1) We need to make sure that the conversation around achievement of our First Nations students continues. In an era of political correctness it’s necessary to look critically at whether what we are doing is working or not, with regards to student achievement. In BC this is happening with Enhancement Agreements in districts setting and monitoring progress towards shared goals.
2) Changing the narrative – Interestingly, this echoed the discussion held at our Leading the Learning session in October in SD36. If we can move away from a deficit model to a strength, achievement, positive progress model then we can move forwards towards true equity for First Nations students.
3) Racism and stereotyping exist in a significant way in our schools still. We might wish it doesn’t, or try to ignore it, or want to deny it, but that isn’t the way forward. As hard as it is, we need to address and confront these when they happen. “Be relentlessly fearless.”
4) First Nations people have experienced about seven generations of colonization and generational trauma. How do we help our children and their families overcome the impact of this? Can we teach about the residential schools tragedy in our social studies and history classes?
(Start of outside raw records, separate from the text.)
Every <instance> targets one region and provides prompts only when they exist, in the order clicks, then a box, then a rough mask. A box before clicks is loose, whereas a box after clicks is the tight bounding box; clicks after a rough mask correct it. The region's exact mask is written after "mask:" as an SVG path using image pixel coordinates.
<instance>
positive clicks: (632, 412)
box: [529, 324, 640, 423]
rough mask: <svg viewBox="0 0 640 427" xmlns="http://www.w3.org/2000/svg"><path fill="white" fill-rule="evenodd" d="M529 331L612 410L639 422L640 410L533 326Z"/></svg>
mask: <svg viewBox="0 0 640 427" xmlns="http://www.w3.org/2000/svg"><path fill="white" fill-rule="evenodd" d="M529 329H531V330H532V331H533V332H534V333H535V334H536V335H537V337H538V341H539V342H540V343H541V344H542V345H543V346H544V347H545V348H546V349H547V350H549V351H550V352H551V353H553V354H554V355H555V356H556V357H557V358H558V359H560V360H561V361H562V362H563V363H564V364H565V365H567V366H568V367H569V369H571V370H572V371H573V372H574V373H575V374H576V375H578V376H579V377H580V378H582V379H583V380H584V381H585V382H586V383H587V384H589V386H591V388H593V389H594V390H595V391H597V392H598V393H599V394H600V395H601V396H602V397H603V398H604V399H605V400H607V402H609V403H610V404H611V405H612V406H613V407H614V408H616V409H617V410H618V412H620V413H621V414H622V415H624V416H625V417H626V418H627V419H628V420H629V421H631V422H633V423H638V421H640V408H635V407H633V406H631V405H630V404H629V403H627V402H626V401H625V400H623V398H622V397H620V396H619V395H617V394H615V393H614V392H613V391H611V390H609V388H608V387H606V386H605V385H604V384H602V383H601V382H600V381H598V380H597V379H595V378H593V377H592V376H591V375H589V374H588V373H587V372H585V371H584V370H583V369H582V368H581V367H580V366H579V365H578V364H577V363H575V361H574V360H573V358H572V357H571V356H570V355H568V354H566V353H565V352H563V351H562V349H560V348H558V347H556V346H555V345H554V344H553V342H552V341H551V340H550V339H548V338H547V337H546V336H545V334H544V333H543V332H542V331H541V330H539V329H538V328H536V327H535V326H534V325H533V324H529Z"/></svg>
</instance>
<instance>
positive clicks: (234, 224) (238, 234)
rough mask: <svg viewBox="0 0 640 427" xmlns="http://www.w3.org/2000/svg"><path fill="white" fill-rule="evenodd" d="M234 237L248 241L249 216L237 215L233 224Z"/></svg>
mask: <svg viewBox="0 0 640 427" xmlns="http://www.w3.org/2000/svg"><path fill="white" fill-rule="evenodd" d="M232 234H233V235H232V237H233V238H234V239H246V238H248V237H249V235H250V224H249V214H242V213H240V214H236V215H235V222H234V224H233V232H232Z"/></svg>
When is the right time, and who should tell this story?
Best practices, ideas, and supports from across the country:
Confront racism, assumptions and stereotypes. Don’t keep silent.
Ask questions to understand cultural nuances – we can’t be afraid to offend or be offended. The goal is just wanting to understand and combat ignorance.
Tap into student leadership – confront issues of equality that students are experiencing for a variety of reasons (Racism, homophobia, bullying, etc.)
One good resource that was shared is a youtube video – Justice for Aboriginal People – It’s Time. I would recommend it as a starting place for opening the conversation.